The male prairie chicken will raise his head feathers, inflate the neck patches and stamp its feet- all in a display to intimidate other males and to attract females during courtship.
Prairie chicken bones have been found at nine archaeological sites in southern Ohio. Its image was carved on a platform pipe by the Hopewell culture 1,500 years ago.
Large numbers of prairie chickens lived in northwestern Ohio. As prairie land became cultivated fields, the prairie chicken quickly disappeared from Ohio.
Numbers were steady in the northwestern portion of the state. In 1835, Toledo Judge E.D. Potter stated he "had seen on Summit Street near Oak, over 500 prairie chickens at one time; and thousands together on the open lands within six miles of Toledo."
The introduction of the ring-necked pheasant in the 19th century caused prairie chicken populations to drop. Male pheasants chase male prairie chickens from their booming grounds, and female pheasants lay eggs in prairie chicken nests. These eggs hatch two days quicker, causing a loss of all the prairie chicken eggs in the nest.
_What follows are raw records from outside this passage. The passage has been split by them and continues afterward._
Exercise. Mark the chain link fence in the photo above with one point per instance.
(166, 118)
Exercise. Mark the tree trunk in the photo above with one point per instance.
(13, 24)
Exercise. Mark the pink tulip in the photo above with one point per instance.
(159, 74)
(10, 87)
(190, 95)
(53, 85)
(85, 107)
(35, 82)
Another cause for decline was the hunting of prairie chickens for market sale. Barrels of prairie chickens, passenger pigeons and other game birds were shipped to market. In 1857 a 140-day hunting season, with no bag limit began in Ohio to control the number of prairie chickens killed each year. The hunting season in Ohio was gradually shortened until they were fully protected by the early 20th century.
The last greater prairie chicken in central Ohio was in 1868, however they remained in northern counties until the 1870s. They were completely extirpated from the state before 1900.
Small numbers of prairie chickens came into northern Ohio from Michigan in the late 1920s-mid 1930s. They did not last long; there have been no more sightings since 1937. Other than one failed attempt in 1934, there has been no program to reintroduce the prairie chicken to Ohio.
- Peterjohn, John. The Birds of Ohio; Indiana University Press, Bloomington, IN; 1989.
- Glotzhober, Robert. "Competition Breeds Disaster: the Demise of the Prairie Chicken." Timeline; the Ohio History Connection, Columbus, OH; June-July, 1989, pp.20-25.